You have finally mustered the courage to let your crush or your bestie know that you have developed feelings for him! All those jittery feelings, butterflies in your stomach when you see him, stealthily catching glimpses of each other at college or work (if you share the same workplace or college!) or putting in that extra effort to get ready before you meet him, have almost reached fruition and if you are lucky, you may even start off a romance you always wished for! While its all too exciting to get into a relationship with your crush, there are some mistakes you can avoid committing at the onset of your new romance:
Not learning from past relationships
Every relationship teaches you values and lessons. Understand that every failed relationship has failed for a reason. Try to figure out what was your contribution in the failing relationship and if there are ways you can change yourself, then please do. This will not only make you a better person but also refrain you from committing the same mistakes again. New relationship, better you!
Being too clingy
We know you’ve been waiting to embark on this new journey, and it has gotten you all excited about the prospects of how the future is going to look like but clinging on to him can turn him off big time. He may be a sweetheart and must be taking it with a pinch of salt but that is not going to be the case all the time! Give each other the space that is required and allow the relationship to take its own path and curve to grow organically.
Being too available
Making coffee plans, setting up after-work dates or just plain replying to texts at 3 am! It may seem difficult at the beginning, but it would be in the best of your interests to not be too available to your partner at any given time. It may gradually make your partner take you for granted. Hold up, live your life, and spend equal time with your friends as much as you would with your partner. Don’t change your priorities because you have started a new romance. Be the same!
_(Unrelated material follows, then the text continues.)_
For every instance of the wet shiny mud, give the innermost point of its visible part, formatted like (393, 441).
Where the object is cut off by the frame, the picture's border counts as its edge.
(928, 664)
Trying to change your significant other
When you decide to date someone, you accept the person for the way they are. Even if it means they like chhole over chicken or yoga over running! Don’t try to change the person if you don’t like some of his traits or habits, instead accept him for the way he is and work things around if you have any concerns bothering you. That’s the beauty of a relationship – two different people exploring the world with two different perspectives together!
Don’t make it just about yourself
It takes two people to make or break a relationship. It is not a good idea to constantly blabber on about yourself. Express your opinions, discuss amongst each other and allow the other person to contribute to the conversations as well. Setting up too many expectations from his end is only going to pressurise him that will eventually lead to conflicts you both could have avoided in the first place. Make it a teamwork and not a one-man-army!
If you worked yourself around these points, you are good to go. Happy dating!